El animal se sabía animal, mas no perdedor. La brisa que antaño disfrutaba, le pareció tortuosa. El animal escuchaba susurros. El animal tenía un presentimiento...

Un recital balancea los pies colgado en la rama de un árbol:

Cruje la noche una rama
Surca la sangre el camino.
Por matar el andar brama:
brama por no ser rugido

—Ya se acercan...

«Hermano mío, hoy la noche se siente más fría»

Así que estas arriba... Mírame. Por favor, mírame... ¡Dígnate a bajar la vista y mírame! —se le quebró la voz— Tú que estas allí... — calló y dejó que el resentimiento lo llene para gritar aún más fuerte—¡Mírame, madre, porque yo, tu hijo, el gran león Cola Torcida, distinguido entre los distinguidos, esta noche romperé en tu cara las cadenas del destino!

Entonces Cola Torcida rugió con tal intensidad que se escuchó su voz seis kilómetros a la redonda y, cuando terminó, aun con la expresión amenazante que tenía su boca, giró su pecho sesenta grados, con unos ojos que parecían haber perdido sus pupilas, solo para llevarlos al encuentro de otros dos leones que ya de entre los matorrales estaban saliendo a su encuentro; giro por fin los ciento ochenta grados y se quedó frente quienes desde cada diagonal frontal, le habían encerrado en el centro.
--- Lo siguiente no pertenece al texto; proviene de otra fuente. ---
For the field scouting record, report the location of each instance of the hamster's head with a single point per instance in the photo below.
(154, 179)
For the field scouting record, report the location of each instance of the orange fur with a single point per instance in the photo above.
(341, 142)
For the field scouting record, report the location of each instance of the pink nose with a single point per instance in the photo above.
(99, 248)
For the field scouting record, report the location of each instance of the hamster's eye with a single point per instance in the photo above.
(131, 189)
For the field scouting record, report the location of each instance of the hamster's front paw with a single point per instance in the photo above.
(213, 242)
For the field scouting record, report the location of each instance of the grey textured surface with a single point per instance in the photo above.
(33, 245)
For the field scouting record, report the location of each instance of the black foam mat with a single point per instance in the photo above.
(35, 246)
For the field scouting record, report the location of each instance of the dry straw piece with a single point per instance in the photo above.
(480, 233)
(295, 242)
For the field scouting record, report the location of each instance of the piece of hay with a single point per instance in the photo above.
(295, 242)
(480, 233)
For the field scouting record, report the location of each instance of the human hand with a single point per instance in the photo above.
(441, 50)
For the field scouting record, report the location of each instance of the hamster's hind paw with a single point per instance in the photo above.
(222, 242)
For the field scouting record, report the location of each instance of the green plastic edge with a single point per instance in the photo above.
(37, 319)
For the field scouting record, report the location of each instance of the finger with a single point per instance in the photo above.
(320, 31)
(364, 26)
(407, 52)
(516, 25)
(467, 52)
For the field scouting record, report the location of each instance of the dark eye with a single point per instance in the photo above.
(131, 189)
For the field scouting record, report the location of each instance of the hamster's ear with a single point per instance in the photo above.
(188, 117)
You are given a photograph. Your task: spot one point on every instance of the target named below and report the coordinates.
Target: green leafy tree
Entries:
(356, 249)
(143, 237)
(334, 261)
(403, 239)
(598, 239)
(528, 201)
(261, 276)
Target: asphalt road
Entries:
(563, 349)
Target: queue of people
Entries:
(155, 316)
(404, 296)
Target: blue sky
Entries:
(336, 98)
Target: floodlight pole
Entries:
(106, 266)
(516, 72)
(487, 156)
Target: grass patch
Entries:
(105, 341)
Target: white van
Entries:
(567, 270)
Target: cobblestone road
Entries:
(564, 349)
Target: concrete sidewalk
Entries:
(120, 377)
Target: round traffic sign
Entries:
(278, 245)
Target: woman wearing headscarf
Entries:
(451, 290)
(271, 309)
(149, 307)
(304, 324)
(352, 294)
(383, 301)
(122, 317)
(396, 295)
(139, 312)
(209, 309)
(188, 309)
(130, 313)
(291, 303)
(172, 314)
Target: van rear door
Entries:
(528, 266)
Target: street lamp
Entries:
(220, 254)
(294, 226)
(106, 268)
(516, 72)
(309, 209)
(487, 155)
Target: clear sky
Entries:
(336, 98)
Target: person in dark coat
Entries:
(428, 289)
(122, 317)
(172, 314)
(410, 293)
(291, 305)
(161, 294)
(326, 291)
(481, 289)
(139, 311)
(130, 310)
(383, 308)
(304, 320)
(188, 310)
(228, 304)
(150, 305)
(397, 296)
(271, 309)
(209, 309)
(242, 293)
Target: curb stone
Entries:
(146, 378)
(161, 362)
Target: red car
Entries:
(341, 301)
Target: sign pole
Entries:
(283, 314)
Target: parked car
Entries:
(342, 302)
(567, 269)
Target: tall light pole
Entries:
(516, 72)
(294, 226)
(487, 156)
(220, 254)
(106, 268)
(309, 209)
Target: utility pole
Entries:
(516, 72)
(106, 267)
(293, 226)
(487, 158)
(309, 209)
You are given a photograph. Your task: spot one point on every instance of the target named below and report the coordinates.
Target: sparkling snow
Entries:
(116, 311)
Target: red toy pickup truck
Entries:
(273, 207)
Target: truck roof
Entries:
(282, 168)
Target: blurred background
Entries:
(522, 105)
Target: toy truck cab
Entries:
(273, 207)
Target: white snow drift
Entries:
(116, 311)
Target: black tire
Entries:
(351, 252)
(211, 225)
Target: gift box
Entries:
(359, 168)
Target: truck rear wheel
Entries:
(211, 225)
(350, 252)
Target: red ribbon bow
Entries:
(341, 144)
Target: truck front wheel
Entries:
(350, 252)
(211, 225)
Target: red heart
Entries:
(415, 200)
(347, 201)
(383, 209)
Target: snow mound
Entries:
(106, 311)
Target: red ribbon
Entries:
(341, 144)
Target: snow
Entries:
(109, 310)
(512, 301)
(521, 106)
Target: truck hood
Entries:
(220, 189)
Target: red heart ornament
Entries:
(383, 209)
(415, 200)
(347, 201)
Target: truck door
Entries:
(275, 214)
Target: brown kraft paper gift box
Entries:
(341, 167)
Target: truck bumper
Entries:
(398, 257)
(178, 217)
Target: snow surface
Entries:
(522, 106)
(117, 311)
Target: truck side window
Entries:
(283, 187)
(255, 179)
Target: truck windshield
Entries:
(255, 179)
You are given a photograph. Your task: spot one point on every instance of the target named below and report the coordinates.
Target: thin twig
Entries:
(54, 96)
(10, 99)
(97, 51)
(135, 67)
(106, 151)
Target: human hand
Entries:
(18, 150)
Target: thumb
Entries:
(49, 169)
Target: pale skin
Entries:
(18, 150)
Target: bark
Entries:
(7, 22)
Las luciérnagas lo rodearon y entre titilaciones que simulaban los latidos del corazón se veía la determinación de su rostro.

El recital continúa.

Cuatro parcas en hambruna,
que hoy son parcas más que bestias,
vienen de sombras perversas,
con saña a teñir la luna.

La furia de Cola torcida lo poseyó como nunca. Su hermano de lucha, Satán, con el que defendía la vastedad de su reino de cualquier ultraje, esa noche había salido a patrullar otro sector, pues, tras haber, juntos, en feroz batalla, dado baja a uno de cinco, creyeron asustar a los intrusos; pero lo que no sabían, era que de entre tanto león cobarde al que se habían enfrentado, esta vez, lejos de amilanar al invasor, habían enardecido su causa.